The paper also identified a major factor that can hamper an effective use of this tool. This has to do with students’ skills in using ChatGPT. Since after a while, ChatGPT starts repeating the material, the user has to be well trained to generate new and useful material. This level of required training in a classroom needs to be investigated further. Furthermore, some of the topics that can be pursued for future research include:
- 1)A cross-disciplined study can be conducted to explore the heterogeneous impact of ChatGPT in classroom learning. Researchers can extend the framework of study by collecting data from diverse majors. Particularly, a comparative study on the effectiveness of ChatGPT between STEM and non-STEM majors can be investigated.

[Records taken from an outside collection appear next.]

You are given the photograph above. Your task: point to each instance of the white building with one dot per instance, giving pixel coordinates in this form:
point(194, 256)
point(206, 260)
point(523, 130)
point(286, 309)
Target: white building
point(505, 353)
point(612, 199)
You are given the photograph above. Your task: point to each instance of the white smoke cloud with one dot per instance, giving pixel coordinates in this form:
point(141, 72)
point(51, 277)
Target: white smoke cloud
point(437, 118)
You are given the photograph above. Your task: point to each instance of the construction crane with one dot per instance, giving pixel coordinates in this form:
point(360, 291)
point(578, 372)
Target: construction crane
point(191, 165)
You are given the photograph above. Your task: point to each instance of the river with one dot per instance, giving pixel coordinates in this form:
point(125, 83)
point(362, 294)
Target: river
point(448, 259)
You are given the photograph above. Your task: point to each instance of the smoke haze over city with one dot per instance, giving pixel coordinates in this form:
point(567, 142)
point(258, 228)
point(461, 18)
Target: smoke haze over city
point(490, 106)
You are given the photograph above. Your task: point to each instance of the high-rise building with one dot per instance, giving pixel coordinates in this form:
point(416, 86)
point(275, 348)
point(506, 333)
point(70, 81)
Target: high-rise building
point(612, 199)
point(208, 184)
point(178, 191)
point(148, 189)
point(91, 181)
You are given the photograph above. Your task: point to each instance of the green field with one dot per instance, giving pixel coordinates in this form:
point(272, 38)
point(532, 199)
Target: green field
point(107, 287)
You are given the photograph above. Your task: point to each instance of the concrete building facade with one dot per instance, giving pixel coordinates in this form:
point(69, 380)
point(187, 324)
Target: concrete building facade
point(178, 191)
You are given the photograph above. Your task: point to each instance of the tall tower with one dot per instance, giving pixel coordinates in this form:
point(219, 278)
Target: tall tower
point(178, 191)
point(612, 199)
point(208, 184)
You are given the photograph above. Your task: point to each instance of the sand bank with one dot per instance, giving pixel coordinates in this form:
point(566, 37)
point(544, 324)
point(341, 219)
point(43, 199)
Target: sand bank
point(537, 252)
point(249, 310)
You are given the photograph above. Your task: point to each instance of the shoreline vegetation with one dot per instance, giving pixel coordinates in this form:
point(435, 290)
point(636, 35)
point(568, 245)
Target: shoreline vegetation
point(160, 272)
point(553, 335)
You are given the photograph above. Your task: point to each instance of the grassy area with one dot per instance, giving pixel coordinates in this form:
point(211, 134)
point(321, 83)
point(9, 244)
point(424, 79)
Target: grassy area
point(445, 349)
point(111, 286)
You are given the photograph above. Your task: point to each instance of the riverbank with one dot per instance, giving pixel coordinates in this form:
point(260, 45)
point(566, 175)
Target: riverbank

- 2)Sentiment and semantic analysis can be conducted to attain a deep understanding of the role of ChatGPT in helping students in learning. While this study looks at text mining measures such as information density and readability, researchers can also explore the ChatGPT outputs from other perspectives such as tone and semantic similarity between students’ outputs and ChatGPT outputs.
- 3)Information system models such as Technology Acceptance Model can be used to explain the possible mechanism that ChatGPT may be effective in classroom teaching.